J.D. Martinez is now taking his powerful swing to the Arizona Diamondbacks, and at a great cost to the Detroit Tigers. Rather than a bevy of MLB-ready talent and top prospects, the Tigers acquired a trio of infielders, none of whom are ready to be called up to the big league roster.
That's not exactly a great haul for someone who batted .300 with 99 home runs and 285 RBI in a Tigers uniform, and the fact that Martinez is set to hit free agency this winter makes the deal all the more puzzling.
Long story short, what was Detroit GM Al Avila thinking??
The trade return
The Tigers got three infielders from the Diamondbacks in the Martinez trade: Dawel Lugo, Jose King, and Sergio Alcantara. Lugo is the star of the package, as he was ranked Arizona's No. 4 prospect at the start of the season. The 22-year-old spent all of 2017 at Double-A Jackson and hit .282 with seven home runs and 43 RBI, and also developed a knack for getting extra base hits.
Alcantara just turned 21 and put up similar numbers at High-A Visalia, while King is a mere 18 years old and appeared in 13 games in Rookie ball this year.
It's clear that Lugo is the star of the deal, and he has gone from projecting as a utility player to a regular this season. The question, however, is where will he play? He has spent time at shortstop and third base this season, and both Jose Iglesias and Nick Castellanos have those positions locked down and are still under team control for a bit.
Maybe the plan is for Lugo to report to the minors and start taking reps at second base, especially with Ian Kinsler on the decline and unlikely to be back next year.
Either way, one thing is certain. The Tigers may have received three prospects, of which one has a fairly high ceiling, but one can't help but wonder why they didn't demand more for such a talent in Martinez.
Martinez is worth much more
J.D. Martinez certainly had his injury issues while in a Tigers uniform, namely missing the first six weeks of the season with a foot injury, and he also missed time with an elbow fracture last year.

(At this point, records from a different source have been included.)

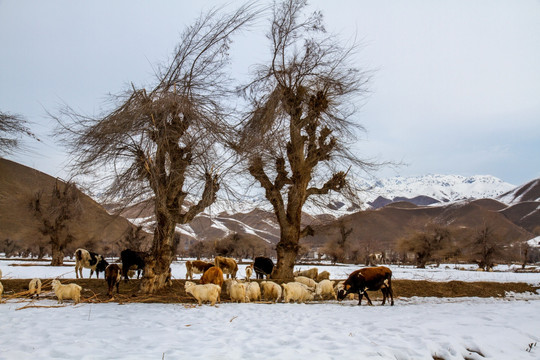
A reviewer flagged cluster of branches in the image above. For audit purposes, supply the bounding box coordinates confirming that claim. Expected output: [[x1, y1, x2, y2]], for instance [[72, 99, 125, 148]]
[[186, 233, 275, 259], [0, 111, 40, 155]]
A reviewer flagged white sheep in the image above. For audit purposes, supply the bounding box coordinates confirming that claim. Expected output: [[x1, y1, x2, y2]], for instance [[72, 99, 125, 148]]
[[246, 282, 261, 302], [293, 268, 319, 280], [184, 281, 221, 306], [246, 264, 253, 281], [315, 280, 337, 300], [52, 280, 82, 304], [282, 282, 313, 303], [228, 280, 246, 302], [317, 270, 330, 282], [28, 278, 41, 297], [261, 281, 282, 302], [294, 276, 317, 290], [334, 280, 356, 300]]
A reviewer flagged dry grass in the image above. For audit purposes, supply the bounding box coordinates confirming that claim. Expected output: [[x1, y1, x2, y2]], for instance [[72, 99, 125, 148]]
[[2, 279, 539, 304]]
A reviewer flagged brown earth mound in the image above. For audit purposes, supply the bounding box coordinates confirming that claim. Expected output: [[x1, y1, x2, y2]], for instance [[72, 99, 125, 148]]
[[2, 279, 540, 304]]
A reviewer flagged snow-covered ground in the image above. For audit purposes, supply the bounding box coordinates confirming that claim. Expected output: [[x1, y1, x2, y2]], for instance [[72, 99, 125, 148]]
[[0, 298, 540, 360], [0, 260, 540, 360]]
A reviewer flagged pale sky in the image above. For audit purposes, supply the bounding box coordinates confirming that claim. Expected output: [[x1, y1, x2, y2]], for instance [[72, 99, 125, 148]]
[[0, 0, 540, 185]]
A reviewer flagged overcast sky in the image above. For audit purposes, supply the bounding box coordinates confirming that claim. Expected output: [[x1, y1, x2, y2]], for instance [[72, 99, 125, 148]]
[[0, 0, 540, 185]]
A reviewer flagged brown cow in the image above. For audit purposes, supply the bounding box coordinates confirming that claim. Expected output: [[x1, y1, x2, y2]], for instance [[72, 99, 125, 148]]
[[201, 266, 223, 288], [105, 264, 122, 297], [186, 260, 214, 280], [338, 266, 394, 305], [214, 256, 238, 279]]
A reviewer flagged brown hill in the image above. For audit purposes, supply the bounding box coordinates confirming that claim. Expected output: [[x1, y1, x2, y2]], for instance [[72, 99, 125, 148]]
[[499, 179, 540, 204], [0, 159, 146, 255], [304, 199, 534, 252], [501, 201, 540, 235]]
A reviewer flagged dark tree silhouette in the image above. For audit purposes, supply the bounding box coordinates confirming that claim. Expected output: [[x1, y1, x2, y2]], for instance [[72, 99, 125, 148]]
[[30, 180, 82, 266], [57, 4, 256, 293], [235, 0, 373, 279]]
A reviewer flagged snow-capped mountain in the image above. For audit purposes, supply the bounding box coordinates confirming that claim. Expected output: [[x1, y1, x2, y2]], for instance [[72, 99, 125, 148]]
[[497, 179, 540, 204], [354, 175, 515, 208], [124, 175, 515, 242]]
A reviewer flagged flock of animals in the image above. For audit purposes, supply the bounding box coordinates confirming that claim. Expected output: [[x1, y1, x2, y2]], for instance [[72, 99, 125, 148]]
[[0, 249, 394, 306]]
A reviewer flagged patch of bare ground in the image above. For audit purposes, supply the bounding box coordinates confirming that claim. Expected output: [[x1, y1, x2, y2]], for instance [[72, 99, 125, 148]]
[[2, 279, 540, 304]]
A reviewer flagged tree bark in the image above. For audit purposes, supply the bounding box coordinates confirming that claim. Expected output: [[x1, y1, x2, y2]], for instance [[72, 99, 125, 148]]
[[51, 240, 64, 266], [140, 214, 176, 294]]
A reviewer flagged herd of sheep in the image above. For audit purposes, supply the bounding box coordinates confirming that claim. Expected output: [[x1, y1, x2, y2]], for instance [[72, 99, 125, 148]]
[[184, 259, 343, 305], [0, 249, 394, 306]]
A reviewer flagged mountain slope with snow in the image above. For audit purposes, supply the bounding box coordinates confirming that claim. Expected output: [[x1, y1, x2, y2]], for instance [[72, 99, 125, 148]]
[[360, 175, 515, 208]]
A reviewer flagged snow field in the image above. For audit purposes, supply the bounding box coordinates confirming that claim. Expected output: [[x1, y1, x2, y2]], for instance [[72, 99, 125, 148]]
[[0, 298, 540, 360]]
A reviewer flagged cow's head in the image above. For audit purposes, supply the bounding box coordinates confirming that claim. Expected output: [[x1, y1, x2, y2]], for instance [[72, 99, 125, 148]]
[[337, 284, 351, 300], [96, 258, 109, 272]]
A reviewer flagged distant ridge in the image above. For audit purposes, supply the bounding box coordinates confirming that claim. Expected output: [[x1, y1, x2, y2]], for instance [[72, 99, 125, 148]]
[[498, 179, 540, 204]]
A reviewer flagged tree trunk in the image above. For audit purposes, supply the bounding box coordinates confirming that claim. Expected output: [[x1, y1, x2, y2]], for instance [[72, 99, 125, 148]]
[[51, 241, 64, 266], [271, 233, 300, 281], [140, 215, 176, 294]]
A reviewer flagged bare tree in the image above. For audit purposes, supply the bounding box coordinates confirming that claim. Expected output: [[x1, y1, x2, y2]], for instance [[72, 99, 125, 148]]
[[30, 180, 82, 266], [0, 111, 39, 155], [235, 0, 373, 279], [398, 224, 452, 268], [472, 224, 502, 271], [57, 4, 255, 293]]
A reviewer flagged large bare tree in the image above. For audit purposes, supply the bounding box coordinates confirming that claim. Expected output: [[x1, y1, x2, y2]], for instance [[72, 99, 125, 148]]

That still does not take away from how strong an offensive presence he was in Detroit's lineup. Yes, he's a rental player and the Diamondbacks didn't want to overpay for him, but the Tigers need to restock their minor league system like there's no tomorrow. What kept Avila from demanding someone like Anthony Banda, or even Socrates Brito?
The long and short of it is that with a home run threat like Martinez, the Tigers should have demanded a more substantial package as opposed to three minor league infielders whose collective ceiling is, at best, above average.
No disrespect to Avila, but he dropped the ball on this trade.